IRVINE, Calif. -
Despite a slowdown in values during the final six months of 2010, full-year used-vehicle prices fell less than 3 percent and finished the year with a relatively steady month, according to Kelley Blue Book.
Not only that, but retained value comparisons for full-year 2010 showed improvement yet again, the company said in the latest Blue Book Market Report.
Looking more specifically at the end of used-vehicle value changes at the end of 2010, there was a 0.2-percent sequential decline in used values during December.
“The market appreciation experienced during the first half of 2010 allowed used-car values to experience only a 2.9-percent drop year-over-year, even with the softening of used values that occurred in the latter part of the year,” said KBB analysts Juan Flores and Alec Gutierrez in the report.
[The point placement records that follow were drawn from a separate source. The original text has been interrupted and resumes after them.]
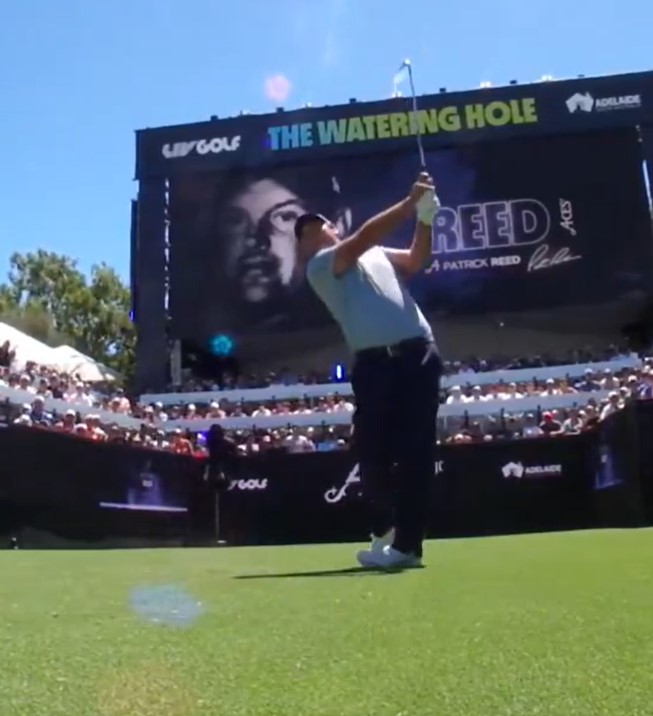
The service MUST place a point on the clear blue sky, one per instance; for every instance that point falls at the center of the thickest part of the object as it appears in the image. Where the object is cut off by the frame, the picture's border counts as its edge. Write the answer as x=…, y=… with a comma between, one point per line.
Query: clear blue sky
x=79, y=76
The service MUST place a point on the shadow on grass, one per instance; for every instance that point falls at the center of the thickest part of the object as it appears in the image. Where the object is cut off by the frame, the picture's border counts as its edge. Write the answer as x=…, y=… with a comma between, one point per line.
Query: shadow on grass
x=350, y=572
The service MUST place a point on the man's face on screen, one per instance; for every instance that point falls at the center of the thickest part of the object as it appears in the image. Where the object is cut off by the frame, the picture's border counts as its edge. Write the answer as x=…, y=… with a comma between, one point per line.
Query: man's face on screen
x=258, y=225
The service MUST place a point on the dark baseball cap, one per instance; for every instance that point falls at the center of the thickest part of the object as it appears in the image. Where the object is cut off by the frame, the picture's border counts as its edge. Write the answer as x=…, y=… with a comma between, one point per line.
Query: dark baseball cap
x=306, y=219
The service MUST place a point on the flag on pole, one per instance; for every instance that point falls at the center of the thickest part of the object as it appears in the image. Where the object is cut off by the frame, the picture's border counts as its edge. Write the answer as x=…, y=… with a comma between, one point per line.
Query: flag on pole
x=400, y=77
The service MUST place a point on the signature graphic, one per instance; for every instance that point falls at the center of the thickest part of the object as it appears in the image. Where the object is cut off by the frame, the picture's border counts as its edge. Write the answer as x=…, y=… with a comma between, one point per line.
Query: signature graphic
x=335, y=494
x=543, y=257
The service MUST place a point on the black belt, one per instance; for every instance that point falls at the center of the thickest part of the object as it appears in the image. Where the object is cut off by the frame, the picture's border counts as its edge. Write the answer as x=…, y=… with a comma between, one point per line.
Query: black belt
x=396, y=349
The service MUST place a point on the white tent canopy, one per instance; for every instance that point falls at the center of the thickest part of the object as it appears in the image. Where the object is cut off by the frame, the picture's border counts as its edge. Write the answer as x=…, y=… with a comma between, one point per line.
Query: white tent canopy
x=71, y=360
x=27, y=348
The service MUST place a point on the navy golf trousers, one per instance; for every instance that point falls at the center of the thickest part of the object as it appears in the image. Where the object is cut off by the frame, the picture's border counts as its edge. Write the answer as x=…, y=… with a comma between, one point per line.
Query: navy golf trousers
x=397, y=397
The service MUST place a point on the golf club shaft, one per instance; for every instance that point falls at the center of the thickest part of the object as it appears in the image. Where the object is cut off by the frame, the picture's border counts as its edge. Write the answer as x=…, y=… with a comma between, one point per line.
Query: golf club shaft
x=418, y=134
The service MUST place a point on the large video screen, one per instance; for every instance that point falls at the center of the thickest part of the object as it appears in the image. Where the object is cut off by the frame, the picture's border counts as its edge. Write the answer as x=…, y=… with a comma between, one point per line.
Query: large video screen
x=525, y=224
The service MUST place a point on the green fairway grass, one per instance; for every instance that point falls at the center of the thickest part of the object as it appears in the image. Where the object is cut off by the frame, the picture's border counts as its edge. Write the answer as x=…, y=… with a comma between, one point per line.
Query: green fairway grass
x=558, y=624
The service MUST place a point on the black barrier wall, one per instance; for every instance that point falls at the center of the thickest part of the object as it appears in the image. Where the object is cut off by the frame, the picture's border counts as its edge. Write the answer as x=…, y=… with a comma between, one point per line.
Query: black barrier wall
x=91, y=492
x=84, y=491
x=480, y=489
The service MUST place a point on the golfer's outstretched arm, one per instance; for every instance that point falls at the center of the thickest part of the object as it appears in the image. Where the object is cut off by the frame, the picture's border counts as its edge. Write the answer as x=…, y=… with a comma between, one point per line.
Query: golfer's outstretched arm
x=374, y=230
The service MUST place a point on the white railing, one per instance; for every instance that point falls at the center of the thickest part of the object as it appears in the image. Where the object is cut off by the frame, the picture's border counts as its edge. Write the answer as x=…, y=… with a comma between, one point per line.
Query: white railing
x=343, y=417
x=20, y=397
x=291, y=392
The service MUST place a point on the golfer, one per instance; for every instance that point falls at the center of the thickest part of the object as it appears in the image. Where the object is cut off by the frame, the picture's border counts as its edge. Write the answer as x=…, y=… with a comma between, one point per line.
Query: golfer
x=396, y=371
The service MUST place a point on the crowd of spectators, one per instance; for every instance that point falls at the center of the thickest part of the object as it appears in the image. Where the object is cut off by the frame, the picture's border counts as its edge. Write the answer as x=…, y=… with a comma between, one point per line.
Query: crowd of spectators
x=88, y=408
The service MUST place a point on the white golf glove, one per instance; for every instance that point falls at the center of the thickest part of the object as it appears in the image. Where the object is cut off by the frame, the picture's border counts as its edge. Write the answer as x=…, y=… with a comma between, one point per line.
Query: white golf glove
x=427, y=207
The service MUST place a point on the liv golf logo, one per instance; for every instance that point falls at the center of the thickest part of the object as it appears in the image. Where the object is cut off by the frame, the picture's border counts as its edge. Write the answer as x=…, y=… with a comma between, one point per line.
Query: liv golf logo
x=201, y=147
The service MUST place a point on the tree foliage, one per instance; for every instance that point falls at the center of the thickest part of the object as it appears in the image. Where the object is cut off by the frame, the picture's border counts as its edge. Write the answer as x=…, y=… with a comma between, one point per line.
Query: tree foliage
x=50, y=299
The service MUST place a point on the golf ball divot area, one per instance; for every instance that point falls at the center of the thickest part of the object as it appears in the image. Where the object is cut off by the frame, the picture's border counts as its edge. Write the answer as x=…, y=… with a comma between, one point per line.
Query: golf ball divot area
x=166, y=604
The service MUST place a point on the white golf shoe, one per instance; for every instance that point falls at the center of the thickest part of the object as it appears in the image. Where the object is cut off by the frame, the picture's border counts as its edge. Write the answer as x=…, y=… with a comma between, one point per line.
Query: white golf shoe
x=387, y=558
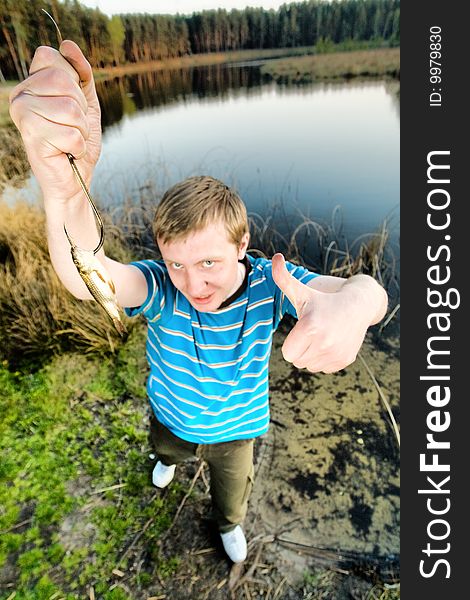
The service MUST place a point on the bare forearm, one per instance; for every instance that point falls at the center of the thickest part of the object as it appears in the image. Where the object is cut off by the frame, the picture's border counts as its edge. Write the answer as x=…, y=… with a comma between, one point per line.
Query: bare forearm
x=77, y=216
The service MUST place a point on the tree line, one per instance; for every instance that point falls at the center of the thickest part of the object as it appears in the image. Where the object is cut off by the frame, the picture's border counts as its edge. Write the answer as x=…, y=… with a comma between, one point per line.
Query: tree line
x=129, y=38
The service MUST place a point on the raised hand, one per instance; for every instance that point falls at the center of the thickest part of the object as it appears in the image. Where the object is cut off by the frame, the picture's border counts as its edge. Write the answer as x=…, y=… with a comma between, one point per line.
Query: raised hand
x=56, y=110
x=331, y=325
Looking at some quarterly data, the fourth quarter showed a 2.7-percent sequential dip in retained value — defined in this analysis as auction value divided by original MSRP — for one- to three-year-old used units. This followed a 1.1-percent drop in the third quarter compared to the prior quarter.
However, the first two quarters of 2010 saw retained values improve 0.1 percent and 1.7 percent, respectively.
Flores and Gutierrez further noted that despite the industry’s up-and-downs since the beginning of 2008, there has been persistent upward movement in retained value.
Specifically, retained values were at 41.1 percent in 2008, then increased to 46.8 in 2009. Last year, they surged ahead to 51 percent.
“This trend bodes well for the average consumer at trade-in time, since they can expect to receive more for their trade-in than in previous years,” the analysts illustrated. “In 2008, values were hit hard by soaring gas prices and the popping of the real estate bubble.
“The following year, values steadily began to improve because of increased consumer demand for used vehicles, rather than new cars, as a result of the recession coupled with a lack of trade-ins and vehicles coming off lease,” they continued. “During 2010, used-car demand remained strong and a lack of used-vehicle supply continued to help the market maintain strong values.”
Stability in used values will likely continue amid the auto market rebounding from the recession and used demand staying healthy, KBB projected.
Drivers of Strong Value Retention
Continuing on, KBB also offered a bit of insight into the factors that have pushed certain vehicles to stronger retained values.
Analysts emphasized that vehicles with the least amount of incentives in the last year have had stronger retained values that those with the heftiest incentives.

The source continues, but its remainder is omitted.